Example 6.12 Let’s look at the model we fitted in Example 6.10. To draw the ROC curve of this data, we will use the R package pROC
.
fit_indo = fitted(glm_indo) # Fitted values from glm_indo
out_indo = indo_rct$outcome # outcome values (0 or 1)
roc_indo_df = data.frame(fit = fit_indo, out = out_indo)
The main function in the package pROC
is roc
, which creates a roc
object. and ggroc
that sort and plot the data for us:
With that object we can do various things, such as plot the ROC curve:

Figure 6.7: ROC curve for our logistic regression model of the indo RCT data (solid line). The line y=x shows the ROC curve we’d expect with random guessing.
and find the area under the curve for the model
## Area under the curve: 0.7
So we see that our model is better than random guessing, but really not all that good! In particular, wherever we put a threshold (if we use the model that way), many people will be mis-classified. It’s also worth noting that here we’re performing the diagnostics on the data we used to fit the model: if we were to use the model on a new set of patients, the fit would likely be slightly worse.
6.4.2 Calibration
In this section we are thinking of the model as actually predicting probabilities, and therefore we want to determine whether these probabilities are, in some sense, ‘correct’ or ‘accurate’. One intuitive way to do this is to work through different ‘types’ of patient (by which we mean different combinations of baseline covariate values) and see whether the proportions of ones in the data broadly match the probability given by the model.
If the explanatory variables are factors, and we have repeated observations for the different combinations of factor levels, then for each combination we can estimate the probability of success (or whatever our outcome variable is) using the data, and compare this to the fitted model value.
Example 6.13 This example uses the model fitted in Example 6.10.
The trial has 602 participants and there are many fewer than 602 combinations of the above factor variables, so for many such combinations we will have estimates. Since we are in three dimensions, plotting the data is moderately problematic. We will have a plot for each site (or for the two main ones), use risk score for the \(x\) axis and colour points by treatment group. The circles show the proportions of ones in the data, and are sized by the number of observations used to calculate that estimate, and the crosses and lines show the mean and 95% CI of the fitted value.
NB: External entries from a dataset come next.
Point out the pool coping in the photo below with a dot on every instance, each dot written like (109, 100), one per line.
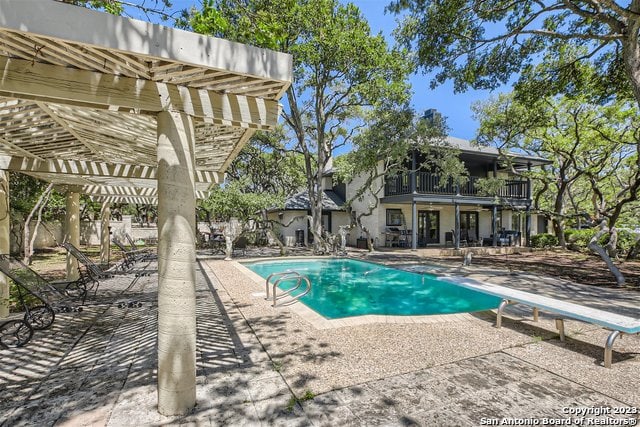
(320, 322)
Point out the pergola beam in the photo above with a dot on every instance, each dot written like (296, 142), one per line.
(70, 86)
(91, 168)
(58, 21)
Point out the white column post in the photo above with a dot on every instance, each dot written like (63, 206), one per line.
(176, 265)
(72, 231)
(105, 238)
(5, 233)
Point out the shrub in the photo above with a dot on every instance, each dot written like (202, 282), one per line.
(626, 240)
(579, 239)
(544, 240)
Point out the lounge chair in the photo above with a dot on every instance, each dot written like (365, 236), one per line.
(240, 244)
(131, 256)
## what columns do I want?
# site, risk, rx
# minus one for mean because outcome is 1 or 2
indo_sum = indo_rct %>%
group_by(site, risk, rx) %>%
summarise(est = mean(as.numeric(outcome))-1, size=length(id), .groups="keep")
indo_sum = indo_sum[indo_sum$site %in% c("1_UM", "2_IU"),]
fit_sum = predict(glm_indo, newdata=indo_sum[,1:3], se.fit=T, type="response")
indo_sum$fit = fit_sum$fit
indo_sum$fit_se = fit_sum$se.fit
ggplot(data=indo_sum, aes(x=risk, col=rx)) +
geom_point(aes(y=est, size=size), pch=16) +
geom_point(aes(y=fit), pch=4) +
geom_segment(aes(x=risk, xend=risk, y=fit-1.96*fit_se, yend=fit+1.96*fit_se))+
theme_bw()+
facet_wrap("site") + theme(legend.position = "bottom")

Figure 6.8: Calibration-based plots for indo RCT data for sites 1 (left) and 2 (right).
These plots are not the easiest to interpret, but there seems to be no evidence of systematic trends away from the model.
We will look some more at this in the upcoming practical class, as well as some further principles of model validation.
For now, we’re done with Binary data, and in our next few lectures we’ll think about survival, or time-to-event data.